Церемония взвешивания была приятной, и я ее очень любил. Обычно младенцев взвешивали в амбулатории, а потом, когда они становились постарше, — у медсестры в деревенской школе. Меня дедушка взвешивал на складе комбикормов. Помню, как я, босиком, в одних лишь коротких полотняных штанишках, гордо вставал на холодную гладкую металлическую платформу громадных весов. Здоровенные грузчики, побросав свои тяжелые мешки, со смехом собирались вокруг меня, а дедушка, подогнав гирьки на рычаге, доставал помятый блокнот, удовлетворенно записывал в нем очередные цифры и одобрительно похлопывал меня по затылку, и я зажмуривал глаза, когда его шершавая ладонь касалась моей кожи.
Я помню, как дедушка дал мне деревянный молоток, и мы с ним разбивали маслины, чтобы уменьшить их горечь, а потом капля едкого сока брызнула мне в глаза и я побежал оттуда с криком: «Мама! Мама!»
Я помню, как он мыл меня по вечерам жесткой мочалкой и стиральным мылом, скреб мои локти и коленки и рассказывал мне о широкой реке, в которой он нырял когда-то, о больших гусях, о цапле, красивой, как женщина, — у нее белая грудь, которая мелькает, подмигивая, меж стеблями высокого камыша.
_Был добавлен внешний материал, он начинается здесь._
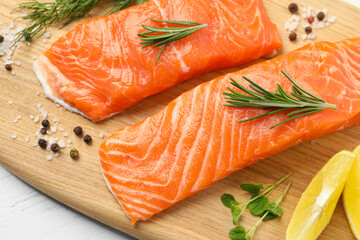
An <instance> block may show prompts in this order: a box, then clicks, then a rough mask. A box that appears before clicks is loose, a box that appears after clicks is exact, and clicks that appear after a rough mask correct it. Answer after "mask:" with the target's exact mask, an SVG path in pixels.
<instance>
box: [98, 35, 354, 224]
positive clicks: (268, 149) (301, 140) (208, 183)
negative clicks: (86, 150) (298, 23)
mask: <svg viewBox="0 0 360 240" xmlns="http://www.w3.org/2000/svg"><path fill="white" fill-rule="evenodd" d="M281 70H284V71H285V72H286V73H288V74H289V76H291V77H292V78H293V79H294V80H295V81H296V82H297V83H298V84H299V85H300V86H302V87H303V88H304V89H306V90H307V91H309V92H310V93H312V94H314V95H315V96H318V97H320V98H322V99H324V100H325V101H326V102H327V103H331V104H336V105H337V106H338V109H337V110H330V109H326V110H323V111H321V112H318V113H314V114H310V115H307V116H304V117H300V118H297V119H295V120H292V121H289V122H287V123H284V124H282V125H280V126H278V127H276V128H273V129H269V128H270V127H271V126H273V125H275V124H276V123H278V122H280V121H282V120H285V119H287V116H286V113H283V112H281V113H277V114H275V115H272V116H268V117H264V118H259V119H257V120H253V121H249V122H245V123H237V122H238V121H240V120H243V119H247V118H251V117H255V116H257V115H259V114H263V113H265V112H266V111H268V110H264V109H259V108H232V107H225V106H224V104H225V103H226V100H225V98H224V95H223V92H227V89H226V88H227V87H228V86H229V87H230V86H231V85H230V77H231V78H233V79H234V80H236V81H237V82H239V83H240V84H242V85H243V86H248V83H247V82H246V81H245V80H244V79H242V76H246V77H248V78H250V79H251V80H253V81H254V82H255V83H258V84H260V85H261V86H263V87H264V88H265V89H267V90H269V91H271V92H274V91H275V89H276V87H277V86H276V84H277V83H280V84H281V85H282V86H283V87H284V89H285V90H286V91H287V92H292V89H291V86H292V84H291V82H290V81H289V80H287V79H286V78H285V76H284V75H283V74H282V73H281V72H280V71H281ZM234 90H235V89H234ZM359 123H360V38H354V39H349V40H344V41H341V42H338V43H329V42H317V43H311V44H308V45H306V46H304V47H302V48H300V49H297V50H295V51H292V52H290V53H287V54H285V55H283V56H280V57H277V58H275V59H272V60H269V61H266V62H262V63H260V64H256V65H253V66H251V67H249V68H246V69H243V70H240V71H238V72H234V73H230V74H227V75H225V76H222V77H219V78H216V79H215V80H212V81H209V82H206V83H203V84H201V85H199V86H198V87H196V88H194V89H192V90H190V91H188V92H185V93H184V94H182V95H181V96H180V97H178V98H176V99H175V100H173V101H172V102H170V103H169V104H168V106H167V107H165V108H164V109H163V110H161V111H160V112H158V113H157V114H155V115H154V116H152V117H149V118H146V119H145V120H144V121H143V122H141V123H139V124H136V125H133V126H128V127H125V128H123V129H121V130H119V131H118V132H116V133H114V134H113V135H112V136H111V137H110V138H109V139H107V140H106V141H105V142H104V143H103V144H102V145H101V146H100V149H99V156H100V164H101V168H102V171H103V175H104V177H105V180H106V182H107V184H108V186H109V188H110V190H111V191H112V193H113V194H114V196H115V197H116V198H117V200H118V201H119V202H120V204H121V205H122V207H123V209H124V211H125V212H126V214H127V215H128V216H129V217H130V218H131V221H132V223H135V222H136V221H138V220H143V221H144V220H147V219H149V218H150V217H151V216H153V215H154V214H156V213H159V212H160V211H162V210H164V209H166V208H168V207H170V206H171V205H173V204H175V203H177V202H179V201H181V200H183V199H185V198H187V197H190V196H191V195H193V194H195V193H197V192H199V191H200V190H203V189H205V188H207V187H209V186H211V185H212V184H213V183H215V182H216V181H219V180H221V179H223V178H224V177H226V176H228V175H229V174H231V173H234V172H236V171H238V170H240V169H242V168H244V167H246V166H249V165H251V164H254V163H256V162H257V161H259V160H262V159H265V158H267V157H269V156H272V155H274V154H276V153H279V152H281V151H283V150H285V149H287V148H289V147H291V146H293V145H295V144H297V143H301V142H304V141H309V140H312V139H316V138H319V137H321V136H323V135H326V134H329V133H333V132H336V131H340V130H342V129H344V128H346V127H350V126H354V125H357V124H359Z"/></svg>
Я хорошо помню его завтраки. В три года он уже оставлял мне еду на столе, а сам выходил работать в сад. Когда я просыпался, меня ждал на столе привычный набор: два куска хлеба, с которых он срезал «твердое», как он называл корку, кусок моего любимого сыра, зеленый лук, разрезанный помидор, посыпанный грубой солью, крутое, еще теплое яйцо и чашка молока с добавкой колострума из коровника Авраама.
Я сидел за столом и медленно ел, наслаждаясь свежими вкусами и запахами, поднимавшимися над моей тарелкой и доносившимися из окна, и радостной самостоятельностью маленького человечка. Потом распахнул решетчатую дверь и вприпрыжку вышел во двор, навстречу чистому, прозрачному дневному свету, который струился снаружи. Я был в одной только легкой ночной рубашонке на голое тело. Вокруг не было никого. И я, ступая босиком по острым зернам базальта — мои ступни уже были жесткими и твердыми, — прошел прямо к гревшимся на солнце котятам.
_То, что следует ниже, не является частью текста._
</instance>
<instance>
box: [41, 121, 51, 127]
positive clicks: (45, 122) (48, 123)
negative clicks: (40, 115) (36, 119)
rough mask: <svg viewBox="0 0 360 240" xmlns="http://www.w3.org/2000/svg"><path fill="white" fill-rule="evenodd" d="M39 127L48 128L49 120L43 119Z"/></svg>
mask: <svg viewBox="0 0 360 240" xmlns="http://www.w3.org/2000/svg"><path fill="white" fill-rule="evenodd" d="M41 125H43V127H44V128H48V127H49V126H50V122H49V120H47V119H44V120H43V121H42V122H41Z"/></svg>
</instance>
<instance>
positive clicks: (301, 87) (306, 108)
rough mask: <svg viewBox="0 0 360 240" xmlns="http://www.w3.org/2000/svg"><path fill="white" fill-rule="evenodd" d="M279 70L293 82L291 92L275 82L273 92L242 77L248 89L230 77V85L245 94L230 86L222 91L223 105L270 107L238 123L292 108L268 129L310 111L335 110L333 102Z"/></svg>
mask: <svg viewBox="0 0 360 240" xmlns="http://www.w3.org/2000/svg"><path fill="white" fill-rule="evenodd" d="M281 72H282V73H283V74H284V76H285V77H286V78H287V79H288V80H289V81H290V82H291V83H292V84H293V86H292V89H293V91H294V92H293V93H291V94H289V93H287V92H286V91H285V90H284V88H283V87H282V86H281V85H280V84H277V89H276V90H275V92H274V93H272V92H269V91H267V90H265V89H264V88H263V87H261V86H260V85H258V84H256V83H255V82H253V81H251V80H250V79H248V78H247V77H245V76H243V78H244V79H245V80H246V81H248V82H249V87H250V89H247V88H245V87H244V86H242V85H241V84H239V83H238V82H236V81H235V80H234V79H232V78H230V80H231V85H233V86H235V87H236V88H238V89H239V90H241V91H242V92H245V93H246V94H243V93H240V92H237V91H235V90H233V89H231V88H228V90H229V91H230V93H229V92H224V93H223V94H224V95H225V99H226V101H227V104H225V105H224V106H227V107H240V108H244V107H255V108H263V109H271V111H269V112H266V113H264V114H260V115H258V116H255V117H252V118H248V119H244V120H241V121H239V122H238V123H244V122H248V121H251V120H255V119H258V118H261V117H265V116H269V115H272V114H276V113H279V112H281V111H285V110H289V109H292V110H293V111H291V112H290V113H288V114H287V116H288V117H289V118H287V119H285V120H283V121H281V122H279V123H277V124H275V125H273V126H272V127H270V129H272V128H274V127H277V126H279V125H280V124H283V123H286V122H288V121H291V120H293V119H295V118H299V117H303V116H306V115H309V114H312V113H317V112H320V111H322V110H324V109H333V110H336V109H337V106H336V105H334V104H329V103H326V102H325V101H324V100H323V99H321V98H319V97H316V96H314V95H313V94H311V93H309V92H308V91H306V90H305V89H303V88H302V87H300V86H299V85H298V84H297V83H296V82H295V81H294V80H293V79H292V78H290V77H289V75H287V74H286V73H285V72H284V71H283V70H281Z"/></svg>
Со всех сторон доносились слабые, отдаленные звуки деревенской жизни — неумолчный далекий водопад тарахтящих двигателей и постукивающих поливалок, глухие удары мотыг, шелест листвы и глубокие чавканья коров. Занавес, который колышется во мне еще и сегодня и пеленает мне уши. Я посмотрел по сторонам и увидел голубей, расхаживающих по крыше, наливающиеся желтизной подсолнухи и дедушку, который выскакивает из коровника и бежит, сжимая в правой руке острые вилы Эфраима, а левой поддерживая расстегнутые брюки. Он мочился за кучей мусора, когда вдруг увидел гиену, которая шла своим мерзким виляющим шагом — хвост подвернут под пах, из пасти течет от голода и вожделения, — направляясь прямиком к нам во двор.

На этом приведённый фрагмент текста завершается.